# Axion thrust by enhanced scattering

1. Jun 25, 2015

### Ricvil

Axions in theory are uncharged, spin 0, very light particles, and have a very small scattering cross section when interacting with photons.
But there is a very interesting article about a strong enhanced scattering of neutral particles. "Resonant radiation pressure on neutral particles in a waveguide"- arxiv.org/pdf/physics/0103017
The article above talks about a ressonant backscattering of neutral particles, where under right conditions of frequency, a "arbitrarily small" polarizable scatter in a waveguide can have a huge effective scattering cross section.
Well, the axion has the electrodynamic property of produce electromagnectic polarization due to axion-photon mixing, so axion could be accelerated by resonant geometrical scattering inside waveguides under critical frequency of unimodal propagation, generating a axion thrust?

2. Jun 25, 2015

### ChrisVer

I think this paper is talking about particles in the Rayleigh regime...
I looked for this, and eg here http://patarnott.com/pdf/Moosmuller2009JAWMA.pdf it gives some explanation on what Rayleigh particles are...I don't think this can be generalized to axions? I mean in the parameter $x= \frac{2 \pi r}{\lambda} \ll 1$, what would $2 \pi r$ stand for? the axion doesn't have a circumference.
Why would you accelerate axions? if you apply an external electromagnetic field, the axion will generally produce a photon (the reverse??? Primakoff process), of course dependent on the polarization of your field (due to the coupling to F Ftilde). So I don't think you could accelerate it, rather than change it.

3. Jun 25, 2015

### Staff: Mentor

The "neutral particles" in the paper are things like dust particles.
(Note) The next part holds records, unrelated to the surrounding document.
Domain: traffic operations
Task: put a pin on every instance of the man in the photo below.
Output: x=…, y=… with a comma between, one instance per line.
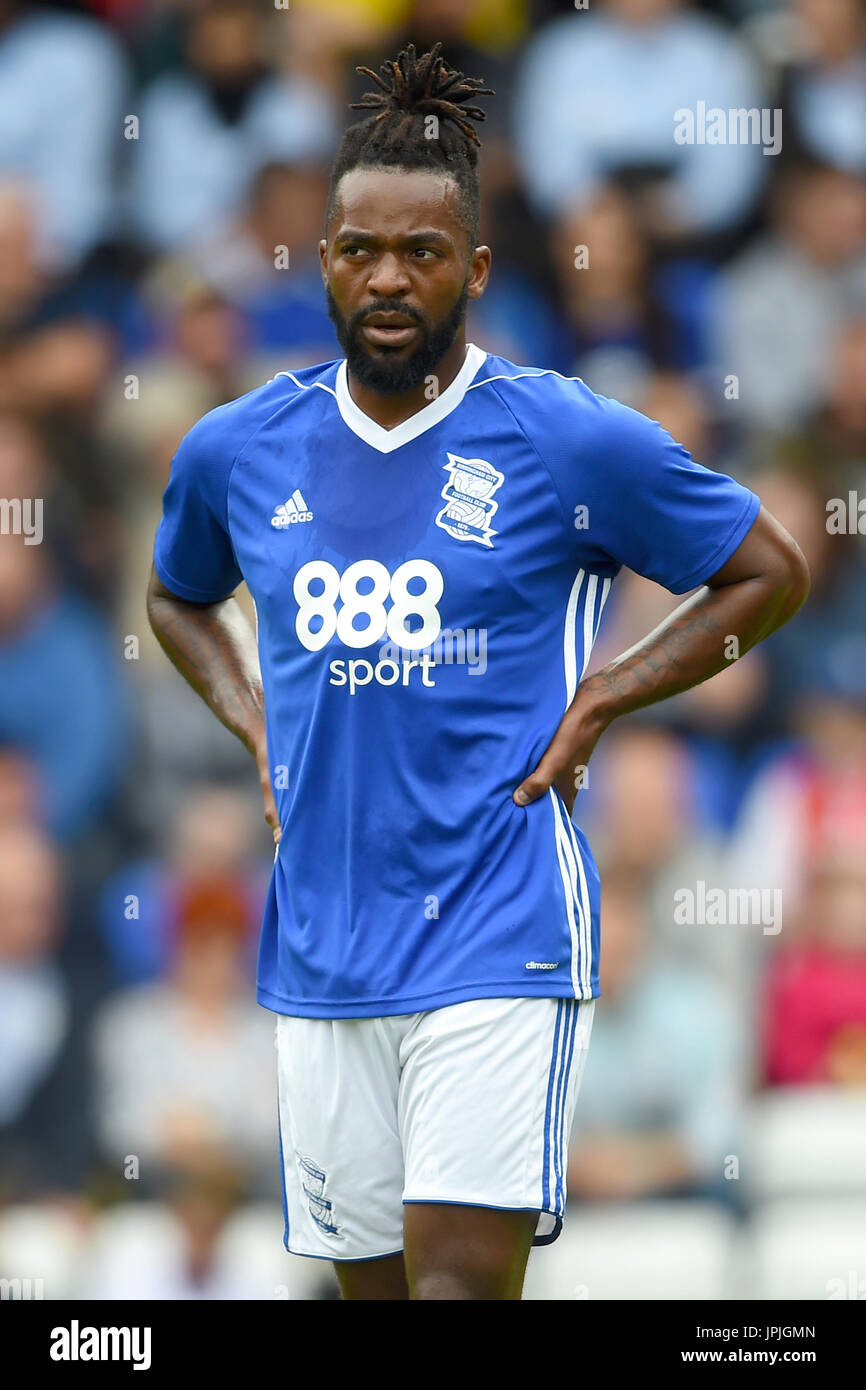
x=431, y=933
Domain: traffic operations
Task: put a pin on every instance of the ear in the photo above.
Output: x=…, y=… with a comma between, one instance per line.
x=480, y=271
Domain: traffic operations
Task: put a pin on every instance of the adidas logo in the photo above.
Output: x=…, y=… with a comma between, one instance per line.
x=293, y=509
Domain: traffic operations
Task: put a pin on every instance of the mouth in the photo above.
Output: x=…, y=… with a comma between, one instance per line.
x=388, y=330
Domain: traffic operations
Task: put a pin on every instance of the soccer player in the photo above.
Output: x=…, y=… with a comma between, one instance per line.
x=430, y=534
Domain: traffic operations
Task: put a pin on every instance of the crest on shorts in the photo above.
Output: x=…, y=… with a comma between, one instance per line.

Not with an overall charge, but still made out of electrons and nuclei, which obviously show a significant interaction with photons.
Axions, if they exist at all, are so rare and couple so weakly to matter or light that there is nothing you could accelerate.

4. Jun 26, 2015

### Ricvil

The Primakoff process ( in this context) models the resulting interaction between photon and axion fields under a strong and "static/stationary" background electromagnetic field, producing a aproximate linear model of axion photon electrodynamic.
Basicaly, the Primakoff process models a very paticular situation of a "photon axion oscillation"
Rayleigh scattering is another example of a very particular situation of the most general electromagnectic scattering process.
The article about ressonante scattering is interesting because it shows a process where the transmission of electromagnectic waves (photons with momentum) inside a waveguide can be totaly reflected (inversion of all photons momentuns) by a "arbitrarily small polarizable scatter".
Changes on momentum of photons must be compensated by the change of mometum of the scatter(force on the scatter).
If the scatter is free to move then it will accelerate.
The question:
Is the axion a effective "small polarizable scatter"?

Last edited: Jun 26, 2015
5. Jun 26, 2015

### ChrisVer

What is the probability of a photon to scatter on the axion? or how could you explain this interaction: $a \gamma \rightarrow a \gamma$??

6. Jun 27, 2015

### Ricvil

The process are between two photons and one axion in quantum terminology.
I prefer look this process by axion electrodynamic field equations point of view, where the scattering process is more friendly.
For example, i have found this interesting article associating axion photon oscillation with a index of refraction point of view.
http://arxiv.org/abs/1003.0410
In this article, photon and axions fields are scattered by a strong inhomogeneous magnectic field.
The axion mass was not taked in consideration.
Perhaps the effect of ressonant backscattering in waveguide can be triggered by a strong inhomogeneous magnectic field applied on a section of the waveguide.

7. Jun 27, 2015

### Ricvil

Another interesting article from condensate matter axion electrodynamic
http://arxiv.org/pdf/1503.00235
The axion field causes a "cross-polarization"
The article presents the expressions for the scattering caused by spheres of "topological isolators"

8. Jun 28, 2015

### Ricvil

Sorry, is "Topological insulators".

9. Jun 28, 2015

### Staff: Mentor

This thread is becoming a collection of buzzwords with unclear relations and wild speculations. Not something we like to see here.
If you have some reference discussing the precise effect you are asking about, please send me a message and I'll open the thread again. Until then it remains closed.